Pengobatan Alzheimer

  Kunci pencegahan dan pengobatan penyakit Alzheimer adalah diagnosis dini dan pengobatan dini. Setelah penyakit Alzheimer didiagnosis, sebagian besar pasien memerlukan pengobatan, yang tidak dapat membalikkan fungsi kognitif pasien, tetapi dapat memperlambat laju penurunan kognitif, memperbaiki gejala pasien dan memperlambat proses penyakit.  1. Penghambat kolinesterase: demensia ringan hingga sedang dapat diobati dengan penghambat kolinesterase. 4 jenis penghambat kolinesterase yang tersedia, termasuk donepezil, galantamin, lisdexamfetamin dan karboplatin; seiring dengan perkembangan penyakit, pasien dengan demensia sedang hingga berat dapat diobati dengan penghambat kolinesterase dosis tinggi. Prinsip terapi obat adalah memulai dengan dosis kecil dan secara bertahap meningkatkannya, dan mewaspadai terjadinya reaksi obat yang merugikan.  2. Antagonis reseptor NMDA: Untuk pasien dengan demensia sedang atau berat yang sudah menggunakan inhibitor kolinesterase, dapat ditambahkan terapi kombinasi dengan memantine, yang dapat secara efektif meningkatkan fungsi kognitif dan kemampuan hidup sehari-hari.

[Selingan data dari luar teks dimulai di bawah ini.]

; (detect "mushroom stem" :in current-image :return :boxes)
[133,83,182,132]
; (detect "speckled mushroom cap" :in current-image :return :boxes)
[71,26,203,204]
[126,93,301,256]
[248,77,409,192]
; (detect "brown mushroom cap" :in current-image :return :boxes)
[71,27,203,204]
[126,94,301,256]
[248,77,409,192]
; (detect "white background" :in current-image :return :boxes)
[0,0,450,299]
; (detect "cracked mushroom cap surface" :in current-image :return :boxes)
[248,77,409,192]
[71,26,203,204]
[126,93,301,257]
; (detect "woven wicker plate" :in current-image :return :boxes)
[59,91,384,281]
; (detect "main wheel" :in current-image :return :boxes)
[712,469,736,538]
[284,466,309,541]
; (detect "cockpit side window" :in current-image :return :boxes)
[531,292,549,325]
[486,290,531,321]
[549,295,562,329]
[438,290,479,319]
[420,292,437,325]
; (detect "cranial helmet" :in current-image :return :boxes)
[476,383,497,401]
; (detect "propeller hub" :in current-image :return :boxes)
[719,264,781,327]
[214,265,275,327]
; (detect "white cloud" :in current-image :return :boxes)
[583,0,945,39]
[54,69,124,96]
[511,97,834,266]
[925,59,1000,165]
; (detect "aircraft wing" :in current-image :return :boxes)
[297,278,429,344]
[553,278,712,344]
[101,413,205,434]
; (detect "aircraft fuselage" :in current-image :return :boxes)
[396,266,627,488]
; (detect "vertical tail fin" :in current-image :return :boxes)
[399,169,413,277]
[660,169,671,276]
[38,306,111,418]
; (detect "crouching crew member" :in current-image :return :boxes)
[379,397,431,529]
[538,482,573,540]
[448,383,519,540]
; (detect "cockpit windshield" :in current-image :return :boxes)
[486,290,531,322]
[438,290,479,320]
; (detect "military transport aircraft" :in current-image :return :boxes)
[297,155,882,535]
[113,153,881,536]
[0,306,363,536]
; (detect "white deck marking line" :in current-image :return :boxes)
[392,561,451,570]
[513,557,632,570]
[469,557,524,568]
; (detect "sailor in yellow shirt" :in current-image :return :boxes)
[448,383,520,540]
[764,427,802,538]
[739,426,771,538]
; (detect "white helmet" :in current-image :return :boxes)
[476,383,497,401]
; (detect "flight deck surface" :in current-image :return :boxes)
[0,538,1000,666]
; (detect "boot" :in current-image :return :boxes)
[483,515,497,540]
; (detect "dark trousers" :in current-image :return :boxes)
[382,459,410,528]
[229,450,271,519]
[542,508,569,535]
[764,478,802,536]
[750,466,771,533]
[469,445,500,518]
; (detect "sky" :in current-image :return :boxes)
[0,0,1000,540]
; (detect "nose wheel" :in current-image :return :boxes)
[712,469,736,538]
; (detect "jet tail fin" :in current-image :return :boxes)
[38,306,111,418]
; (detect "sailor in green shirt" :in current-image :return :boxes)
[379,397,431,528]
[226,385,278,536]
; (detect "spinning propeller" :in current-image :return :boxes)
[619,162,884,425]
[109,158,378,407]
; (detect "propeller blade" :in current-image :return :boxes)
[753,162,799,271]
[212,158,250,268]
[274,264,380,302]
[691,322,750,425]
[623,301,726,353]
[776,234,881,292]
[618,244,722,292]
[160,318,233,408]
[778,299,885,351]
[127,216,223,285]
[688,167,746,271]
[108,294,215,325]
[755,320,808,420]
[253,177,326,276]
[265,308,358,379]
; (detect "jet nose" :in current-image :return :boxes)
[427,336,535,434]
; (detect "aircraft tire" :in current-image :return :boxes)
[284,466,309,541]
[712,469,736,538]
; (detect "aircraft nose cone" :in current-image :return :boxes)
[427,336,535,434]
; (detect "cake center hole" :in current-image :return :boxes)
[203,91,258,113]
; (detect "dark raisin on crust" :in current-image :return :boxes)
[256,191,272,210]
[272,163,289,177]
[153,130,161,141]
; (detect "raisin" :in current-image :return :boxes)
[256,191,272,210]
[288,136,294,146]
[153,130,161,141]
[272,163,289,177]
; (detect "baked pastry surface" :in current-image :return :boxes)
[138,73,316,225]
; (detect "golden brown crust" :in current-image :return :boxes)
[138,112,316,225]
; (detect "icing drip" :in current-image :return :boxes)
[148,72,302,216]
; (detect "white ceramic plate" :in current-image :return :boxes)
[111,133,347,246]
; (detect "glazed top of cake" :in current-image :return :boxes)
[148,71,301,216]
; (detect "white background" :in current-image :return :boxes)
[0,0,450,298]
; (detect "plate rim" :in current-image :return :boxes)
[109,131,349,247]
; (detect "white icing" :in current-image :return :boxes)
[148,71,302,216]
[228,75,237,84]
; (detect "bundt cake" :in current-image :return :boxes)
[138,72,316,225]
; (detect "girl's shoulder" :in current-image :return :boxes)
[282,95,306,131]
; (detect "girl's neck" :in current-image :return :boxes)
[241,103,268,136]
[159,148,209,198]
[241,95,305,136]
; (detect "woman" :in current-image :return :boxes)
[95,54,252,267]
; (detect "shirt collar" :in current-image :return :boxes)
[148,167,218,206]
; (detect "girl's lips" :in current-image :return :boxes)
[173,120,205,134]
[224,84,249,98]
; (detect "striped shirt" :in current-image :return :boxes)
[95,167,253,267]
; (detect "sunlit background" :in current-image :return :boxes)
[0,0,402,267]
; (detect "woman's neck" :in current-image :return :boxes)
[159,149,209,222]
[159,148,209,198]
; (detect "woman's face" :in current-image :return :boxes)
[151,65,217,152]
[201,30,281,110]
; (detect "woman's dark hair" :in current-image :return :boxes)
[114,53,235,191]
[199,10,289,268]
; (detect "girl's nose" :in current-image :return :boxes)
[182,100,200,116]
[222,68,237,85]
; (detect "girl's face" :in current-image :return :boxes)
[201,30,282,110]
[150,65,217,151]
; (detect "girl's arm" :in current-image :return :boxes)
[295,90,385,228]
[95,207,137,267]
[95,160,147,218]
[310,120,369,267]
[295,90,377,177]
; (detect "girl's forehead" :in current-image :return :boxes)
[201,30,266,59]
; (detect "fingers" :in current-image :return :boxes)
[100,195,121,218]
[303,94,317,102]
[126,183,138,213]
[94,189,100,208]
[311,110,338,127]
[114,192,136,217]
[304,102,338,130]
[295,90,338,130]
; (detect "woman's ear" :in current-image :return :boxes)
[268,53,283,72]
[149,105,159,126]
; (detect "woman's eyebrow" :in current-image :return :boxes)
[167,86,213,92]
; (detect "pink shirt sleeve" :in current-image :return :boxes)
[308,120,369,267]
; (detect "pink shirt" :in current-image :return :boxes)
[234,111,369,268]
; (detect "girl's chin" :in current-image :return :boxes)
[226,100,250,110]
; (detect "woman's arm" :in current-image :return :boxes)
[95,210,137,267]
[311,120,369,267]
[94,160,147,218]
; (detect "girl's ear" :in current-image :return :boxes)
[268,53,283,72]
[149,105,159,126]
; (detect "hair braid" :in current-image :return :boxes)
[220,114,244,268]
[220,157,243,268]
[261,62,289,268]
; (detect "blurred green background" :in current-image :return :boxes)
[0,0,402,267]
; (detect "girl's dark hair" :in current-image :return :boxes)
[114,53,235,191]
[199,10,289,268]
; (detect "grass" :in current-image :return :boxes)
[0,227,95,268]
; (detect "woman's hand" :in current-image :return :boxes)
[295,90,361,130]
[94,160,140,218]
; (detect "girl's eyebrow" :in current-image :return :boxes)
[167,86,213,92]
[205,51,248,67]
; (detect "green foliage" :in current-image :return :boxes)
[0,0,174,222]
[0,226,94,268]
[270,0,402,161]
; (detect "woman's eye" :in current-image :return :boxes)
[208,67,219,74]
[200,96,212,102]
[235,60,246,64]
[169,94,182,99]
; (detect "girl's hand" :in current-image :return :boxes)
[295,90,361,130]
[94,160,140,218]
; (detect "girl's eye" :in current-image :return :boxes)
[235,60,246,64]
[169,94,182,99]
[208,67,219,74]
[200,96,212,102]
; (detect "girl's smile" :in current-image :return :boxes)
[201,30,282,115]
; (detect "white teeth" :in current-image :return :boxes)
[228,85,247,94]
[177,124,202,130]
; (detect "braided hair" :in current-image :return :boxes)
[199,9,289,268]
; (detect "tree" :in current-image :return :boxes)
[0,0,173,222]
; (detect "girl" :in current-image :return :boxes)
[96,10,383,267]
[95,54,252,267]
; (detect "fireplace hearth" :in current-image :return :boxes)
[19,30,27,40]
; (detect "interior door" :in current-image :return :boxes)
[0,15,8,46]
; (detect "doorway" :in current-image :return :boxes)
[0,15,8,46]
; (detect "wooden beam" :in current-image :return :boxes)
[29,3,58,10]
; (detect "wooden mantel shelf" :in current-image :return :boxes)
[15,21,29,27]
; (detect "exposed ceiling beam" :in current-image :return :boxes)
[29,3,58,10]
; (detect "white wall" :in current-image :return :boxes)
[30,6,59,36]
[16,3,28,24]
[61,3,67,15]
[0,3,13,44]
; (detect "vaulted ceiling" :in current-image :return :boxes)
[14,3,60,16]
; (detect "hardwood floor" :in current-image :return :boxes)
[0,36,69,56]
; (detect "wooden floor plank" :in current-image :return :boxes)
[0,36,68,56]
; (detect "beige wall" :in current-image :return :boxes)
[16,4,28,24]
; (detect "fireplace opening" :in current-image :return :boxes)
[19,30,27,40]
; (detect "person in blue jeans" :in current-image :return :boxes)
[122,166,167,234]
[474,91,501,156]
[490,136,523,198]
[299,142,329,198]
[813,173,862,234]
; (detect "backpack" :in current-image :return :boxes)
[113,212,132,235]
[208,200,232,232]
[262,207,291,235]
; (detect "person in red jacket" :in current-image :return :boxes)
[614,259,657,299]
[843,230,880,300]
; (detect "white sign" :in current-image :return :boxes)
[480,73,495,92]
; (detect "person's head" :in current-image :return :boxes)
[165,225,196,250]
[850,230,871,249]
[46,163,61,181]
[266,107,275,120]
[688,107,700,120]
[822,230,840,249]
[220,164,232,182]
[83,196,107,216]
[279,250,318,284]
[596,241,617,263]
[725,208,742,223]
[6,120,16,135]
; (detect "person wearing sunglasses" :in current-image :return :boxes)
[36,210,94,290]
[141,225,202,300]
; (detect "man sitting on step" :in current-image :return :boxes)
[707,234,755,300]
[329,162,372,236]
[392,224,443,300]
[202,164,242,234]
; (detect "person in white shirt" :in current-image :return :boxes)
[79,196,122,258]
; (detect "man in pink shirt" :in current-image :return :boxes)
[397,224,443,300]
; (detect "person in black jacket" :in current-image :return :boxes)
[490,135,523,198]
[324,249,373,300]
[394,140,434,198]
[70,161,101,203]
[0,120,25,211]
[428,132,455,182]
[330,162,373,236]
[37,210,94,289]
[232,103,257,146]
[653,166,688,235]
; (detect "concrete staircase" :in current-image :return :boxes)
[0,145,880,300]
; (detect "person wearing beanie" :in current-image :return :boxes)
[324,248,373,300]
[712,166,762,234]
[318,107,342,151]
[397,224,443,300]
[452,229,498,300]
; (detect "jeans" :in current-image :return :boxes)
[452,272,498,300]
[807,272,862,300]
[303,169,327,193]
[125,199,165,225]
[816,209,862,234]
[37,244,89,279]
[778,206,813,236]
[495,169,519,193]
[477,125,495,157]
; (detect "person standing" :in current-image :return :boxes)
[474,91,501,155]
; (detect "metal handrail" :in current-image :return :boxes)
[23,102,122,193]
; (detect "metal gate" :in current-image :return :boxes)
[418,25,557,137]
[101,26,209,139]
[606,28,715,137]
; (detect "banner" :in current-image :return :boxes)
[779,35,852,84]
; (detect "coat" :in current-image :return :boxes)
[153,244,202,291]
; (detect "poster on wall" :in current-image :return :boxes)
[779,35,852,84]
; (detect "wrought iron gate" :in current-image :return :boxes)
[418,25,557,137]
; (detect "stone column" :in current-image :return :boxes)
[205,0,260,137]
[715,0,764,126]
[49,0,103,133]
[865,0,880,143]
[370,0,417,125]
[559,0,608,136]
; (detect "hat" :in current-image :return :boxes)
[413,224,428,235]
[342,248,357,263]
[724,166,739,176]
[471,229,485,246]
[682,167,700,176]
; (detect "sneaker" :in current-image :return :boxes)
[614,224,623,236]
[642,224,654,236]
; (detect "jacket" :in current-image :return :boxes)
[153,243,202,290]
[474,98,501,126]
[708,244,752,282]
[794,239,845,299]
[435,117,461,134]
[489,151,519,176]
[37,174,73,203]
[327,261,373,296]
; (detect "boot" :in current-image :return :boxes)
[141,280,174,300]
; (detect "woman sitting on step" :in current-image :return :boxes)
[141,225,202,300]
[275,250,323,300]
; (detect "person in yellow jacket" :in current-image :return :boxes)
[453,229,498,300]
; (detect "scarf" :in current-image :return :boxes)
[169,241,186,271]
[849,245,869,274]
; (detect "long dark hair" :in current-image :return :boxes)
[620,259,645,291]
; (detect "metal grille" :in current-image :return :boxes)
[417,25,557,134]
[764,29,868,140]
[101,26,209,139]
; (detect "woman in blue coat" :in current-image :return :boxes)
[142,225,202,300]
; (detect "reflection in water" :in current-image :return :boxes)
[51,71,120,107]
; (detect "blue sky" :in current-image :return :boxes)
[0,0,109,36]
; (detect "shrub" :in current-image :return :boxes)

Obat ini memiliki profil keamanan yang lebih baik dan tidak meningkatkan kejadian reaksi obat yang merugikan dibandingkan dengan penggunaan inhibitor kolinesterase saja.  3. Obat-obatan lain: seperti nimodipine antagonis kalsium, piracetam metabolisme otak, oracetam, ekstrak ginkgo biloba, dan hidrolisat protein otak, vitamin E, dan lain-lain, yang kemanjuran klinisnya masih kontroversial, dapat diaplikasikan sebagai tambahan untuk kondisi yang sesuai.  Selain itu, obat baru yang dikembangkan sendiri oleh Tiongkok untuk pengobatan penyakit Alzheimer, oligosakarida mannosilasi (GV-971), telah berhasil menyelesaikan uji coba klinis fase 3. Hasil penelitian menunjukkan bahwa GV-971 memenuhi harapan dalam hal indikator kemanjuran utama untuk peningkatan kognitif, dengan hasil yang signifikan secara statistik dan bermakna secara klinis. Obat ini adalah oligosakarida yang berasal dari organisme laut dan diharapkan menjadi tonggak sejarah dalam pengobatan demensia.  Pengobatan penyakit Alzheimer memerlukan, selain obat yang disebutkan di atas untuk meningkatkan fungsi kognitif, perawatan hidup yang ditingkatkan, tindakan rehabilitasi yang komprehensif, pengobatan gejala yang tepat waktu seperti anti-kecemasan dan anti-depresi, dan pencegahan komplikasi seperti infeksi, luka tekan dan malnutrisi.